4.3. Products not accepted for credit (such as used or damaged Products, or Products with missing accessories or packaging materials) will be returned freight collect to Buyer.

 

5. ORDER CANCELLATIONS

Order cancellations by Buyer are subject to a reasonable charge, to be determined by and at the sole discretion of MettleAir. Orders for Special order Products (as defined under section “Return Policy”) may not be cancelled. A cancellation charge of the higher of 15% of the purchase price invoiced for such Products or MettleAir’s documented costs and expenses resulting from such cancellation will be applied to any order cancellation.

 

6. DESIGNS AND PUBLISHED DATA

All designs and specifications are subject to change without notice. Such changes are not applicable to prior sales. MettleAir assumes no responsibility for changes to Products already supplied. All data is sufficiently accurate for general use, however, any responsibility for errors or omissions is excluded.

 

7. WARRANTY

7.1. MettleAir warrants to Buyer that the Products will be free of defects in material and workmanship appearing within 12 months from the date of shipment; provided the Products are used for the purpose intended and are maintained, handled, serviced and operated in accordance with the product specifications supplied by MettleAir or the manufacturer of the Products.

7.2. If a warranty defect arises, MettleAir will, at its option, repair or replace the defective Product or refund the purchase price thereof. Such repair, replacement or refund shall be the sole liability of MettleAir and the sole remedy of Buyer with respect to the defective Product. MettleAir will not be liable to remove defective parts or material, or install replacement parts or material, or to pay for the same. In no event shall any warranty claims be made more than twelve (12) months after delivery of the purchased Products.

7.3. MettleAir shall have no responsibility to repair, replace or issue refunds for Products damaged as a result of (a) inadequate installation, handling, operation or maintenance of Products (including without limitation, the installation, handling, operation or maintenance of Products contrary to written instructions and/or recommendations of MettleAir), or (b) acts of Buyer or third parties, acts of God or Nature, modification, misapplication, abuse, or other similar events.

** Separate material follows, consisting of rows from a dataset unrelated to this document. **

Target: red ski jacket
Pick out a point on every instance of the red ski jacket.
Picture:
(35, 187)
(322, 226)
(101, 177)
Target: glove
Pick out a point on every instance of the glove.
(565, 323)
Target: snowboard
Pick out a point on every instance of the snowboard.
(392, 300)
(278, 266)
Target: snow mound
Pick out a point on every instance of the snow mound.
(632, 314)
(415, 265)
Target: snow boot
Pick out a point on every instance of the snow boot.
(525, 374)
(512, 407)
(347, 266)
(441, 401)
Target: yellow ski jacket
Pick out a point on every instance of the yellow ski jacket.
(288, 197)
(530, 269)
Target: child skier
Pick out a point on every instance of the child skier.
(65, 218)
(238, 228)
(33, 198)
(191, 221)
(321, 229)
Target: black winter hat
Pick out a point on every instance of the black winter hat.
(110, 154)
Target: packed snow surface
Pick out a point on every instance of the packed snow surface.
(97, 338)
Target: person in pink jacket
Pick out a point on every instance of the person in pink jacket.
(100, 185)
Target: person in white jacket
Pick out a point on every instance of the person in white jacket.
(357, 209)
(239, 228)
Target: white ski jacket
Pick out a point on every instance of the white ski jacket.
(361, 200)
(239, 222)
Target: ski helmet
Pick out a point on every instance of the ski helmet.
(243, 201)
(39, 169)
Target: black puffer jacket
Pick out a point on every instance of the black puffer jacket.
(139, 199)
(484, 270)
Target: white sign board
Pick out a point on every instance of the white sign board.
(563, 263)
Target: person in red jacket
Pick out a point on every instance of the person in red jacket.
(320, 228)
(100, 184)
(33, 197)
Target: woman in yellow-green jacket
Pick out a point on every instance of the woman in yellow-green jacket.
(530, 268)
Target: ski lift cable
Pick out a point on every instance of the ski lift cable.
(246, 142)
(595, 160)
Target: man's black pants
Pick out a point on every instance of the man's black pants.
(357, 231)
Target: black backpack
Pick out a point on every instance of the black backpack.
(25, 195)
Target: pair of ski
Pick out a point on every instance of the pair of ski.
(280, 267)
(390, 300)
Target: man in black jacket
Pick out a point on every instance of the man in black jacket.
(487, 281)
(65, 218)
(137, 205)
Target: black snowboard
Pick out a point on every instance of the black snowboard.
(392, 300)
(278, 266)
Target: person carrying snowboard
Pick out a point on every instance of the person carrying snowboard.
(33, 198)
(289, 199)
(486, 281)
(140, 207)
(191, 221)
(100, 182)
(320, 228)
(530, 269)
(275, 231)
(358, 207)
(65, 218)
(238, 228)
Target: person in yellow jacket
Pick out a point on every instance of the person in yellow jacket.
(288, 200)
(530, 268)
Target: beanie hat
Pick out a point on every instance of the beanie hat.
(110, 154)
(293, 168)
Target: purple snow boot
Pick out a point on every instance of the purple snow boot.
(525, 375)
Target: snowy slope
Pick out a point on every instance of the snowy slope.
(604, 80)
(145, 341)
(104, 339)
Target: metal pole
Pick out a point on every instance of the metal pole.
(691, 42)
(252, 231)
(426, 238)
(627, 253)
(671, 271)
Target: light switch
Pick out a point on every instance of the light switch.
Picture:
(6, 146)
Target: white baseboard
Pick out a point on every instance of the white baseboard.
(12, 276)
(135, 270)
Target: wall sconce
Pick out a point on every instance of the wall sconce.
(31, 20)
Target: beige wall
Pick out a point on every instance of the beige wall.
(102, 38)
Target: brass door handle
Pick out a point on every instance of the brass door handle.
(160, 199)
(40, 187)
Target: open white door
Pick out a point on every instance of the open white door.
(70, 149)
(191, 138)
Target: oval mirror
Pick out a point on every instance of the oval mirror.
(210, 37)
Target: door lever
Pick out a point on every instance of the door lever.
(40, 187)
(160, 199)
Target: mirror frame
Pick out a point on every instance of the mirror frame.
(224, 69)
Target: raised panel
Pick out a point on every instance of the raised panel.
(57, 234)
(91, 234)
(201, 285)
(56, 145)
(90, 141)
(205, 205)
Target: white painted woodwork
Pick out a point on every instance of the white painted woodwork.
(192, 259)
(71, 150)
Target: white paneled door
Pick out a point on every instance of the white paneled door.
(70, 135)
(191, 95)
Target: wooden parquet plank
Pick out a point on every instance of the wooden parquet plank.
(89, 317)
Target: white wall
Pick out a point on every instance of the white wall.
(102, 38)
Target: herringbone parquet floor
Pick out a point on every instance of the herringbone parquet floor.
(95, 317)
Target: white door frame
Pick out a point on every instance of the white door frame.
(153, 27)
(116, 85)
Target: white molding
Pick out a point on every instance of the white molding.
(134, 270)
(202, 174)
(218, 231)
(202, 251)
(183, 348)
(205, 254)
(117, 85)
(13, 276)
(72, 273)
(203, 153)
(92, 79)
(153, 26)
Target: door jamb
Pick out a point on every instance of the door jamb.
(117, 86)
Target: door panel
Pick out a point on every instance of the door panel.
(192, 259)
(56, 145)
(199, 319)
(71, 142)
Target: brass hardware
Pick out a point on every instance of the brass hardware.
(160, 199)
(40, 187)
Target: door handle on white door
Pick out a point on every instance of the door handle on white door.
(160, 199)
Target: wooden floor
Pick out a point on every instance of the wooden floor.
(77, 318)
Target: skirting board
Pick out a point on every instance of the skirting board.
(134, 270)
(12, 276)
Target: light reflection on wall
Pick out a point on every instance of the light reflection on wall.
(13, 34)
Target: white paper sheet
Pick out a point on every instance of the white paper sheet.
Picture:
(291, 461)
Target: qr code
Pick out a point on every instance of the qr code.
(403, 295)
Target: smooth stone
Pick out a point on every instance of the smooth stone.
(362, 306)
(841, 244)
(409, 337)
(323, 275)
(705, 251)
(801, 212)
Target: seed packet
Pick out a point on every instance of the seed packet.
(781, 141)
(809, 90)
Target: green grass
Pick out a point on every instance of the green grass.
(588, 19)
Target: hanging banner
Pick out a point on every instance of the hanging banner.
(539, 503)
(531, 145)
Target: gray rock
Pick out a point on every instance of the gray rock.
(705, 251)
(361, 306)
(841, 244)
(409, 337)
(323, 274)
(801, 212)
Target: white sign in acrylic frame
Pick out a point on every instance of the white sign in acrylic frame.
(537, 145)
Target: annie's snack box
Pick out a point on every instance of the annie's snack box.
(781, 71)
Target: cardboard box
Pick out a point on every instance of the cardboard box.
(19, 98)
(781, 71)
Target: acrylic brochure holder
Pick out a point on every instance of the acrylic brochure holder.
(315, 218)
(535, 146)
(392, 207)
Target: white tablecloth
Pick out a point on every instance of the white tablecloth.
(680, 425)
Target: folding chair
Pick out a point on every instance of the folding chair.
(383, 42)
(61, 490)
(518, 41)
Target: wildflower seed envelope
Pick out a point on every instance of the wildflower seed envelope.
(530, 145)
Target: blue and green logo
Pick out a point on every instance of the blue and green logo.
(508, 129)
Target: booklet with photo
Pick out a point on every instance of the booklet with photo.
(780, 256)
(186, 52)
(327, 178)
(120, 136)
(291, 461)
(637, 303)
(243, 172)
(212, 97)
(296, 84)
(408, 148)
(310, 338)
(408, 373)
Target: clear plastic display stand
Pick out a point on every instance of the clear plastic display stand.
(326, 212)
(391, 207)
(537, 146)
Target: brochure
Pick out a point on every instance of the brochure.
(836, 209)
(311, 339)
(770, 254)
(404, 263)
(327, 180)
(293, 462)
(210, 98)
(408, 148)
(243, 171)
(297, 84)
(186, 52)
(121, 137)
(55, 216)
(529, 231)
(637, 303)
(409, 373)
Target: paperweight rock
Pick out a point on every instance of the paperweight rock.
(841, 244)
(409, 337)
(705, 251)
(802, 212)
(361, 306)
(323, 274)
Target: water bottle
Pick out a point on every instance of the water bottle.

7.4. Unless expressly warranted in MettleAir’s order confirmation, MettleAir makes no warranty that the Products comply with applicable law, regulations or specifications in any jurisdiction in which the Products may be sold, marketed or used.

7.5. THIS WARRANTY IS PROVIDED IN LIEU OF ALL OTHER EXPRESS OR IMPLIED WARRANTIES; AND METTLEAIR SPECIFICALLY DISCLAIMS ANY AND ALL IMPLIED WARRANTIES OF MERCHANTABILITY OR FITNESS FOR A PARTICULAR PURPOSE. No agent, distributor or employee of MettleAir has authority to extend the scope of this warranty or make any other representation, promise or warranty with respect to the Products.

 

8. LIMITATION OF LIABILITY

8.1. IN NO EVENT SHALL METTLEAIR BE LIABLE FOR ANY INDIRECT, SPECIAL, INCIDENTAL, CONSEQUENTIAL, PUNITIVE DAMAGES OF ANY KIND, OR DAMAGES CAUSED BY DELAY IN PERFORMANCE, INCLUDING BUT NOT LIMITED TO LOST PROFITS OR REVENUE, COST OF SUBSTITUTES, ARISING FROM OR IN ANY WAY CONNECTED TO THIS AGREEMENT OR ORDER, WHETHER FOR BREACH OF WARRANTY OR OTHER BREACH OF CONTRACT, NEGLIGENCE OR OTHER TORT. METTLEAIR’S MAXIMUM LIABILITY FOR ANY CLAIMS ARISING FROM OR IN ANY WAY CONNECTED TO THIS AGREEMENT OR ORDER, WHETHER IN CONTRACT OR TORT OR OTHERWISE, SHALL NOT EXCEED THE INVOICED PURCHASE PRICE OF THE PRODUCT(S) GIVING RISE TO THE CLAIM.

8.2. It is agreed and acknowledged that the provisions of these Terms allocate the risks between MettleAir and the Buyer in a fair and equitable manner, MettleAir’s pricing reflects this allocation of risk, and but for this allocation and limitation of liability, MettleAir would not have agreed to sell the Products to Buyer.

8.3. In jurisdictions that limit the scope of, or preclude limitations or exclusions of, remedies or damages or of liability such as liability for gross negligence or willful misconduct or do not allow implied warranties to be excluded, the limitation or exclusion of warranties, remedies, damages or liability set forth herein are intended to apply to the maximum extent permitted by applicable law.